After considering the law, many judges follow standard sentencing guidelines set up by their predecessors which usually result in a fine and or incarceration. This seems a fair description of justice. But justice absent mercy can devastate entire families, rather than restore one criminal offender through traditional sentencing. Judge Quirk, considered the problem of overcrowding in our jails, the economic loss to families when the only source of income is cut off, the loss of educational advancement when classes are interrupted, and the benefits of weekly spiritual support while serving out a sentence, and decided that justice might be served in a better way through alternative sentencing. Thus, the birth of church sentencing was implemented in Lake Charles City Court by the most honorable Judge Thomas P Quirk. He first sentenced someone to attend church in 1992, using it as "an alternative sentence when someone wants to plead guilty to a minor offense but cannot afford a fine."
Within the first year, more than 350 people were sentenced to church.
After 16 plus years, with 400-500 people sentenced annually, between 6000 and 8000 people have been sentenced to church through Judge Quirk's court alone. Since then, other courts have adopted similar programs. Offenders and their families and extended families have been and will forever be affected by the selfless and sacrificial decisions made by Judge Quirk to look beyond the bench into the lives of those standing before him and looking to him for that decision that could change lives dramatically.

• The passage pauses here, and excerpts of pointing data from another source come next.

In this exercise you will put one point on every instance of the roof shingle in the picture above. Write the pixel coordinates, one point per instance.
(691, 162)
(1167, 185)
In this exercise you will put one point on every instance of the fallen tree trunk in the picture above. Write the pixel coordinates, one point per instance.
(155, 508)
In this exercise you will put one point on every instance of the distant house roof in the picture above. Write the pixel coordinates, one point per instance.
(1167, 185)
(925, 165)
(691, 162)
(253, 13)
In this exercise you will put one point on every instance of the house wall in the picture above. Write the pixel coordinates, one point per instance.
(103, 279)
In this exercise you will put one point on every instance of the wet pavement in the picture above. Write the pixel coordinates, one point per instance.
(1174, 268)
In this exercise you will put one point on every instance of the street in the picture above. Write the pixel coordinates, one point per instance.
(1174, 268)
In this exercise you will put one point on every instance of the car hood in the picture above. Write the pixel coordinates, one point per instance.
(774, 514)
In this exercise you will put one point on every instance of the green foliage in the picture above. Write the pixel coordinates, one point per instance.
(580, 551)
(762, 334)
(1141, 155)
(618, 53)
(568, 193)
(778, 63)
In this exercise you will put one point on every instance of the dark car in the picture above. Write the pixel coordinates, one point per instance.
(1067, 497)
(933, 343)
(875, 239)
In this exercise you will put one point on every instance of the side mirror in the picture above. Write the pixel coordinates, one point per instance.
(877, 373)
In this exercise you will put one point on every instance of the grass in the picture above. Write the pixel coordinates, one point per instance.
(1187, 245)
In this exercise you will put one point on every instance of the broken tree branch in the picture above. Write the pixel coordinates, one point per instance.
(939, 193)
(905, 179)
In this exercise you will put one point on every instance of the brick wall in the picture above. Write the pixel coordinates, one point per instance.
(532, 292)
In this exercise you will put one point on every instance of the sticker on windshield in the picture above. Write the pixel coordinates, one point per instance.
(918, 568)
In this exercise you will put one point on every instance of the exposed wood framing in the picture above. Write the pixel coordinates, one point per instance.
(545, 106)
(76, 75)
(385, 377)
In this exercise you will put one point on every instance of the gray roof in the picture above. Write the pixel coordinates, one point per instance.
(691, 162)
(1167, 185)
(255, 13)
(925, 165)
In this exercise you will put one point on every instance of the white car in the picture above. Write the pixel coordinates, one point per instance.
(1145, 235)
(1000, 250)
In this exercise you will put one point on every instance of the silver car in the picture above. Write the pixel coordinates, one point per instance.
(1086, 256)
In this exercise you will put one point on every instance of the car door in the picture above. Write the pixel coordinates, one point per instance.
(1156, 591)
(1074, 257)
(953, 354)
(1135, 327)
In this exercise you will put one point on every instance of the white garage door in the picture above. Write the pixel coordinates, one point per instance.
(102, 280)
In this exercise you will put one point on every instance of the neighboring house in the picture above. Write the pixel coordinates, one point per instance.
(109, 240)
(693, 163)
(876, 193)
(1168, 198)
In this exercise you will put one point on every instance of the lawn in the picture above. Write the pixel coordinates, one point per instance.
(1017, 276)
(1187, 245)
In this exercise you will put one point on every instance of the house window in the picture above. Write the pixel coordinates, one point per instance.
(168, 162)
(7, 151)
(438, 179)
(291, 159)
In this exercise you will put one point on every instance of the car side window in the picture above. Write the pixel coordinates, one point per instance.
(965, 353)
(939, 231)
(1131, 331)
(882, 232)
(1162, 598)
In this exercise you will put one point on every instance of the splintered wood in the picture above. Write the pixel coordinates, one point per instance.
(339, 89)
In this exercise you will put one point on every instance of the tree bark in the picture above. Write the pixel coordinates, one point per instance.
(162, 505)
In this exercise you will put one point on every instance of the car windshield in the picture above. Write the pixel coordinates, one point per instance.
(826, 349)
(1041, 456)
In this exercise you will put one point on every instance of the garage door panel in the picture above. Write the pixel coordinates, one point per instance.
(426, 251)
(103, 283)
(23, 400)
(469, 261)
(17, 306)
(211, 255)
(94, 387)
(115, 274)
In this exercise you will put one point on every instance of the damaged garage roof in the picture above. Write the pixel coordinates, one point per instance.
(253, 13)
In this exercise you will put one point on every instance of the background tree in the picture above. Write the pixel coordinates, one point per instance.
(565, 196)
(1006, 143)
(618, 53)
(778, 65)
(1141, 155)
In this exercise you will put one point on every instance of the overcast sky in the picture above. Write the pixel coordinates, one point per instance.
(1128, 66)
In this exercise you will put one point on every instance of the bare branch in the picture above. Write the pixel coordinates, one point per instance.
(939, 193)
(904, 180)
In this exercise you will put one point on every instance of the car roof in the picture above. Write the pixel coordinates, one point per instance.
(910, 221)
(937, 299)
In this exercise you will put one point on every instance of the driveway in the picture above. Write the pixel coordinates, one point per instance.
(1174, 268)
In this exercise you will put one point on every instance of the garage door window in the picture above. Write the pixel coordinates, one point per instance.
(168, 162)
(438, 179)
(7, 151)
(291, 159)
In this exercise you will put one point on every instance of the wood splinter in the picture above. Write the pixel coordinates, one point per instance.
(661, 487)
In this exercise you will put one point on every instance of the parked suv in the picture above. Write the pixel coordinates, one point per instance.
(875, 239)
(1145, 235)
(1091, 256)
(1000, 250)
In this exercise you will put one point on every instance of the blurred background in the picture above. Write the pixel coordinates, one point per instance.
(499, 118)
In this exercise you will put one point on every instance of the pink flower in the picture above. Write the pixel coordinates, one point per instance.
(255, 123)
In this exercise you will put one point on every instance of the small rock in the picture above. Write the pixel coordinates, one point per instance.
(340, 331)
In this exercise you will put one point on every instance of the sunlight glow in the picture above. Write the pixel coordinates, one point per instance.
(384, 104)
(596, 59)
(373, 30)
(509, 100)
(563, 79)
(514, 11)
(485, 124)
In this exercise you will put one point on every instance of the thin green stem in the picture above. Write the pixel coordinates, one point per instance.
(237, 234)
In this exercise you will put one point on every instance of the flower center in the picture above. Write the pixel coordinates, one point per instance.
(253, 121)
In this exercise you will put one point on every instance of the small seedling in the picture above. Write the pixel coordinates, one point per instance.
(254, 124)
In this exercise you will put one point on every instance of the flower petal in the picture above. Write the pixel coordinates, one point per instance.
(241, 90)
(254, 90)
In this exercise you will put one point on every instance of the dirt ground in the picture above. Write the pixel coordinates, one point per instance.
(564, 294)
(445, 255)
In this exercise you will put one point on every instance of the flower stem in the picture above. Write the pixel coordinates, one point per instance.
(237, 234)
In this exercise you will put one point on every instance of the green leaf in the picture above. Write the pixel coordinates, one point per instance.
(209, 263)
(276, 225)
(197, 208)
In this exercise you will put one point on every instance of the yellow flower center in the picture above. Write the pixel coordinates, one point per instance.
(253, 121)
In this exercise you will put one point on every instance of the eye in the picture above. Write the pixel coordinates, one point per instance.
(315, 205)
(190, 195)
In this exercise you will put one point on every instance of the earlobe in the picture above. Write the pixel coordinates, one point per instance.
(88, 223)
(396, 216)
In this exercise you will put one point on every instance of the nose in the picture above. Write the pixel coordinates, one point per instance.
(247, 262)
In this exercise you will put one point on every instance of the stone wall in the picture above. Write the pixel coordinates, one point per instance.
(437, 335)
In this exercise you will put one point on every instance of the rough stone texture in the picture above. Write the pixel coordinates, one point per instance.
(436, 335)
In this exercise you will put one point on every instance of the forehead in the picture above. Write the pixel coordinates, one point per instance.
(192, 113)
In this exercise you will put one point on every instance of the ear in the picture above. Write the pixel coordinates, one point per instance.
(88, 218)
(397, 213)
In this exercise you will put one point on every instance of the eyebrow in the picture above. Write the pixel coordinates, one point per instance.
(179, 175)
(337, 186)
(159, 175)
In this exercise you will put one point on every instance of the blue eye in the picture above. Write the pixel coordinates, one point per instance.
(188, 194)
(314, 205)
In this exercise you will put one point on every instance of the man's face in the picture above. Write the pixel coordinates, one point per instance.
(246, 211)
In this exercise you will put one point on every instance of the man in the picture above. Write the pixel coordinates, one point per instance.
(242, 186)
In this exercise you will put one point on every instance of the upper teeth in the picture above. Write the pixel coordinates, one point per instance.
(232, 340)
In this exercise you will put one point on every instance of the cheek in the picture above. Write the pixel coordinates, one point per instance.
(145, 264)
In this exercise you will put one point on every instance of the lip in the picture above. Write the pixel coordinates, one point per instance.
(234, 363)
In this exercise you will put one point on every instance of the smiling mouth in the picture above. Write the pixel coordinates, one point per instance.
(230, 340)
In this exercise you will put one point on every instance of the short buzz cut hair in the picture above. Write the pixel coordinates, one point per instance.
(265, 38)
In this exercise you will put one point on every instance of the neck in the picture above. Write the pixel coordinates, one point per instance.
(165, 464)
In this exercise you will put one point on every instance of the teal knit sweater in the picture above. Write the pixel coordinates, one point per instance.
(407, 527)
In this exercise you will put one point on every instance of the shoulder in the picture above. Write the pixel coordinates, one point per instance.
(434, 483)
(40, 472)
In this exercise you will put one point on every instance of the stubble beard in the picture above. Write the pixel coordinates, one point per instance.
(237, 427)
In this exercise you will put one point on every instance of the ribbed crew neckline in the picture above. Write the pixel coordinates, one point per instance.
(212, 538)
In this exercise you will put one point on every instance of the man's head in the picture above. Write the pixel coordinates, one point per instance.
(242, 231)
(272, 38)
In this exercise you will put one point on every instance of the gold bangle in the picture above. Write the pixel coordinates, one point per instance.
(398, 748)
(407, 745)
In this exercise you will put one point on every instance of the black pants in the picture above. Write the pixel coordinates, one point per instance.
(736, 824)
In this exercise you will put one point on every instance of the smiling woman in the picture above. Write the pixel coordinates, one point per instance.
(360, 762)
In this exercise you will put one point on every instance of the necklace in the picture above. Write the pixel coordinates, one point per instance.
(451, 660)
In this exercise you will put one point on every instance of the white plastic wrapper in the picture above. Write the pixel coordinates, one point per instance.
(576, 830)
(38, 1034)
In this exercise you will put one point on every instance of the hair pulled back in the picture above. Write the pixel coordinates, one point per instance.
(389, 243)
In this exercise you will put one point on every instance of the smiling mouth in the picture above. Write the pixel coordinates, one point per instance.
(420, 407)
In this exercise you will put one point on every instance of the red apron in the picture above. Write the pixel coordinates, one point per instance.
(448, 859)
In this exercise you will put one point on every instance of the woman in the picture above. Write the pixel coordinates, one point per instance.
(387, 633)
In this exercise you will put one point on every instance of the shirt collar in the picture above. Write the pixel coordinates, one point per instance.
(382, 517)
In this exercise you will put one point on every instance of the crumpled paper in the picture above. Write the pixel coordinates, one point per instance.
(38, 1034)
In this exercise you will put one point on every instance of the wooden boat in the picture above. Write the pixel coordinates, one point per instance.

In November of 1994, the Judge Quirk was sued by the A.C.L.U. At his own expense, Judge Quirk chose to fight, rather than retreat, at no small expense. The suit would have been dropped if he had been willing to abandon church sentencing. "I'm not going to stop until the courts tell me I've got to," Judge Quirk said. The case was dismissed on the district level. The adversary did not stop there. They then filed a formal complaint to the Louisiana Judiciary Commission to have Judge Quirk removed from office. Again, I wish to remind you that this too would have been dropped had he stopped the church sentencing. But without faltering, and with the excellent and tireless representation by Mr. Michael Veron, justice did prevail. By a rarely seen, unanimous decision, the Supreme Court of Louisiana rejected all charges against Judge Quirk December 12, 1997.
A strong advocate of family values, Judge Quirk began a new phase in his career, in 2003. At that time he commenced a practice in mediation; working closely with family court judges, he began helping families resolve issues with unity and or compromise to situations where contention and division prevailed.